Security aspects

There are some inconvenient security implications to running untrusted code on your own computer. repomate-junit4 tries to limit what a student’s code can do by running with a very strict JVM Security Policy. This is enforced by the Java SecurityManager. The policy used looks like this:

// empty grant to strip all permissions from all codebases
grant {
};

// the `junit-4.12.jar` needs this permission for introspection
grant codeBase "file:{junit4_jar_path}" {{
    permission java.lang.RuntimePermission "accessDeclaredMembers";
}};

This policy disallows student code from doing most illicit things, such as accessing files outside of the codebases’s directory, or accessing the network. The {junit4_jar_path} is dynamically resolved during runtime, and will lend the actual junit-4.12.jar archive that is used to run the test classes sufficient permissions to do so.
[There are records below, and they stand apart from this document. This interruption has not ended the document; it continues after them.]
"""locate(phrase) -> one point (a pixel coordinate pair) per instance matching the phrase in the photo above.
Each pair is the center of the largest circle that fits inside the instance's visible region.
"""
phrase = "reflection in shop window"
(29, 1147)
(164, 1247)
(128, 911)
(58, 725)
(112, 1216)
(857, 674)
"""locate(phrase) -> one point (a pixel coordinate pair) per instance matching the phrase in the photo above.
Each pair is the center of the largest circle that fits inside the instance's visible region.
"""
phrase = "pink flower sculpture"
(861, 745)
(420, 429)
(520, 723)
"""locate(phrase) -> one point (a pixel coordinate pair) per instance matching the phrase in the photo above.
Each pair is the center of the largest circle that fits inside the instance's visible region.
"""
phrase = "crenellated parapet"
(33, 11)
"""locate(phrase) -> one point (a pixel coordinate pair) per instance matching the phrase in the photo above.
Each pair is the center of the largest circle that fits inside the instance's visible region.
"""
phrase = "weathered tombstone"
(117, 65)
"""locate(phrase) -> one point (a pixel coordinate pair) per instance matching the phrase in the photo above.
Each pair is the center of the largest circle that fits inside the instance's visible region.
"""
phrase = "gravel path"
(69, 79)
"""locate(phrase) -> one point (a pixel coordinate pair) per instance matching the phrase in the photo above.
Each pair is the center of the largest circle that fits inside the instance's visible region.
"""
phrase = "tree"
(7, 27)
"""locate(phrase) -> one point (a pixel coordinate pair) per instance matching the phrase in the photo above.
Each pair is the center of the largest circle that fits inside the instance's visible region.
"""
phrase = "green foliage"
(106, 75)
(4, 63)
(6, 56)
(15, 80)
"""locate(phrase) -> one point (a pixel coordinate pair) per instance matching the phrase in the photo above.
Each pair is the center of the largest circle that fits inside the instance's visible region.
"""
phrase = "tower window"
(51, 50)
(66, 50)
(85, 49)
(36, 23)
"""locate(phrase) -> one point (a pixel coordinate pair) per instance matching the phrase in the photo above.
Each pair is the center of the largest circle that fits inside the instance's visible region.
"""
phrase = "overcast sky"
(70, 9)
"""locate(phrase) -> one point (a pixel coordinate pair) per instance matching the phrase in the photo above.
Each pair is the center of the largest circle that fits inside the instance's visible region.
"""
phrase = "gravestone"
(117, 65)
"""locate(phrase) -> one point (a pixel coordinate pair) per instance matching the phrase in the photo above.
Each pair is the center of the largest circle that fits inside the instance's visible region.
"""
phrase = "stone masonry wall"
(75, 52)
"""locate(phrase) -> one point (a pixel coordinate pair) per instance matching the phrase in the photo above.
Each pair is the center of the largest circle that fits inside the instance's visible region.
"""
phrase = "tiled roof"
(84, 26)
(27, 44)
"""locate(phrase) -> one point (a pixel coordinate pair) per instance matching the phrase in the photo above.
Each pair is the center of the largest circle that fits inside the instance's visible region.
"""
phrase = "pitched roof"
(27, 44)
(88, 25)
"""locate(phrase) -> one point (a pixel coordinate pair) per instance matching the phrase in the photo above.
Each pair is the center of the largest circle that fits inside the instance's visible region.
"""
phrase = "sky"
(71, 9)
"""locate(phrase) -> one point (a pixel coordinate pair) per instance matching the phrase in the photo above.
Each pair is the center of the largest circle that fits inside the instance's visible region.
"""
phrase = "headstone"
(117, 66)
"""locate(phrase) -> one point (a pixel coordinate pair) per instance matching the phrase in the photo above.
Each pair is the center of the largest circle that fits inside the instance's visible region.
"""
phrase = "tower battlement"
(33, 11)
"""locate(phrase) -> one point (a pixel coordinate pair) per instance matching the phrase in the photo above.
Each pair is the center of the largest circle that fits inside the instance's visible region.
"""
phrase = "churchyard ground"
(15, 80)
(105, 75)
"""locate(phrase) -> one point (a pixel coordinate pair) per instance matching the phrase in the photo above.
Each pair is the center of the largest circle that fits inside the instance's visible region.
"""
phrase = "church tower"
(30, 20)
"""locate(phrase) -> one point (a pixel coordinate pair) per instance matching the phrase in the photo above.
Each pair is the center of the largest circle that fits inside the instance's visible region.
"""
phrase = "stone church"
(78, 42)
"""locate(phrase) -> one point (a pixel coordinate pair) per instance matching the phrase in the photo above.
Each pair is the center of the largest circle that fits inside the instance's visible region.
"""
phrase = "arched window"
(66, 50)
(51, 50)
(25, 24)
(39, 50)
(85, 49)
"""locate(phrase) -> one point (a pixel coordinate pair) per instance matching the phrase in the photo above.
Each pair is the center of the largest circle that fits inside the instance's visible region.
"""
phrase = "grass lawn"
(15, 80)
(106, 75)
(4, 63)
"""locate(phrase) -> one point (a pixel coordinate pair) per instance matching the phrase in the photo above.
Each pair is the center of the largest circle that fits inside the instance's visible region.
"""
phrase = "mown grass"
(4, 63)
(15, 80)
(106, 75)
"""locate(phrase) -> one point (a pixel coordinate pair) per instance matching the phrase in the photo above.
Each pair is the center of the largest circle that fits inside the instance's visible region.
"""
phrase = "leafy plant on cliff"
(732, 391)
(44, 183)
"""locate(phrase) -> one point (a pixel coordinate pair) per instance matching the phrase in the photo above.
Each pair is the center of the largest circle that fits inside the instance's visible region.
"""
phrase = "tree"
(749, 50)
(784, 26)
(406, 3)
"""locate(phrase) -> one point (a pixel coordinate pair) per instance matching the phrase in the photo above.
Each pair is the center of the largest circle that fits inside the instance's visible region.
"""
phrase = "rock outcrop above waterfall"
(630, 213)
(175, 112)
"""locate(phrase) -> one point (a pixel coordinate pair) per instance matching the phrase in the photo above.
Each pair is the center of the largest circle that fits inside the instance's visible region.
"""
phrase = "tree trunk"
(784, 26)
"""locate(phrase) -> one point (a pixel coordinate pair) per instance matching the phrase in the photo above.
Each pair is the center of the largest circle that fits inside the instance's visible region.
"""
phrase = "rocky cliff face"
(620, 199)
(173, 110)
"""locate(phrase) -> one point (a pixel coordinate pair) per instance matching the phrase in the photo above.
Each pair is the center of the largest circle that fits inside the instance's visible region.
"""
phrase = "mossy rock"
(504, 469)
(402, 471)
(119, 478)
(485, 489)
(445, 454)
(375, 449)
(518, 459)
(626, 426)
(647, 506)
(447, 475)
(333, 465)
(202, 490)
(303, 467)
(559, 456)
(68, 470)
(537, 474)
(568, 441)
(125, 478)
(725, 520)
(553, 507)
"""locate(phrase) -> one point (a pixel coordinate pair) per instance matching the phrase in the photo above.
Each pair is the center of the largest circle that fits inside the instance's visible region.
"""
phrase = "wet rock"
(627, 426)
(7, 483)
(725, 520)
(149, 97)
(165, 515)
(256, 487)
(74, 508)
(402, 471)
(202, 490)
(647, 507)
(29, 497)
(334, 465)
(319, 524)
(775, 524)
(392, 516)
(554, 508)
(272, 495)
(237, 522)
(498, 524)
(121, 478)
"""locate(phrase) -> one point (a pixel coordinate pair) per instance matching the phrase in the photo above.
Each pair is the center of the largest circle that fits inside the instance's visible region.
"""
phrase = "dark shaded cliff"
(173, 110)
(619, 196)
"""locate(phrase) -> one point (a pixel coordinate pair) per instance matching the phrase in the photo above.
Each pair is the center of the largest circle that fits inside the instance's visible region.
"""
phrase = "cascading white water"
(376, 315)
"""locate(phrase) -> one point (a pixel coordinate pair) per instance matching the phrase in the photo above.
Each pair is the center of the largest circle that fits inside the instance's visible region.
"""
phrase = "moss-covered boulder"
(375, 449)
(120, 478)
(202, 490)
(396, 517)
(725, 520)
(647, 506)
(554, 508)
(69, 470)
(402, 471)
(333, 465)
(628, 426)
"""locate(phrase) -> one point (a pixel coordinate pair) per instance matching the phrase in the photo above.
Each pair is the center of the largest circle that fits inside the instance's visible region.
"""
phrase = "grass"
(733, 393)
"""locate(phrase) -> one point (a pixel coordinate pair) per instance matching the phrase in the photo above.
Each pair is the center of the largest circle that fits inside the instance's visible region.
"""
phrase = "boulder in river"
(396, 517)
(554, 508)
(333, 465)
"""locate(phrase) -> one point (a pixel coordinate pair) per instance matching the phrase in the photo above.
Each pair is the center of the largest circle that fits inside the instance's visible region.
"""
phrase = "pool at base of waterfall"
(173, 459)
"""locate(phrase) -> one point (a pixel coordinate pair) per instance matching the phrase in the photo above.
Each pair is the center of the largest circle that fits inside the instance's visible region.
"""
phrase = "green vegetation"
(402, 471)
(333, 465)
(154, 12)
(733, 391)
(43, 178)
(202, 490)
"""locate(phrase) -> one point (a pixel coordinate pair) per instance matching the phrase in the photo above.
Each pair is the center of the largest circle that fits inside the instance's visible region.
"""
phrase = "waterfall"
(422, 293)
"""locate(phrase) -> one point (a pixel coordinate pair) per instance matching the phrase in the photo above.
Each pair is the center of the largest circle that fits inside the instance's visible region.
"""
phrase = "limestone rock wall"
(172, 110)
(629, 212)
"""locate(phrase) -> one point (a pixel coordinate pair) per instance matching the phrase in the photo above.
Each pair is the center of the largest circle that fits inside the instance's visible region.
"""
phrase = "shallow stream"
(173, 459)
This policy seems to work well for introductory courses in Java, but there may be snags because of how restrictive it is. If you find that some permission should definitely be added, please open an issue about it. There are plans to add the ability to specify a custom security policy, but currently, your only choice is to either use this default policy or disable it with –disable-security.

Important

The security policy relies on the correctness of the Java SecurityManager. It is probably not bulletproof, so if you have strict security requirements, you should only run this plugin inside of a properly secured environment (for example, a virtual machine).